Does This Really Prove There Was Water On Mars
The European Space Agency’s Mars Express has found evidence that underground water use to exist during the first billion years of Mars’ existence.
ESA’s Mars Express and NASA’s Mars Reconnaissance Orbiter zoomed in on craters in part of the region of the ancient southern highlands called Tyrrhena Terra.
Scientists were able to identify 175 sites bearing minerals formed in the presence of water by focusing in on the chemistry of rocks embedded in the crater walls, rims, and central uplifts.
ESA said impact craters offer natural windows into the history of a planetary surface, and the deeper the crater, the further back in time scientists can see.
“The large range of crater sizes studied, from less than 1 km (.62 miles) to 84 km (52-miles) wide, indicates that these hydrated silicates were excavated from depths of tens of meters to kilometers,” Damien Loizeau, lead author of the study, said in a press release.
“The composition of the rocks is such that underground water must have been present here for a long period of time in order to have altered their chemistry.”
ESA said that although the material excavated by impacts appears to have been in close contact with water, there is little evidence for rocks on the surface lying between the craters having been altered by water.
“Water circulation occurred several kilometers deep in the crust some 3.7 billion years ago, before the majority of craters formed in this region,” co-author Nicolas Mangold said in the release.
“The water generated a diverse range of chemical changes in the rocks that reflect low temperatures near the surface to high temperatures at depth, but without a direct relationship to the surface conditions at that time.”

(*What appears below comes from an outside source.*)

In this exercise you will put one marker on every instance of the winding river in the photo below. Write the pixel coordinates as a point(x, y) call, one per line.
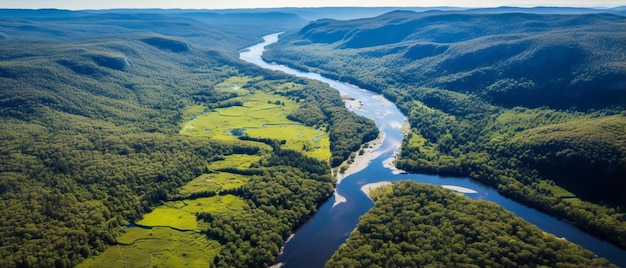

Mawrth Vallis, which is one of the largest identified clay-rich regions of Mars, displays a more uniform aqueous mineralogy than Tyrrhena Terra, according to the space agency.
“The role of liquid water on Mars is of great importance for its habitability and this study using Mars Express describes a very large zone where groundwater was present for a long time,” Olivier Witasse, ESA’s Mars Express project scientist, said in a press release.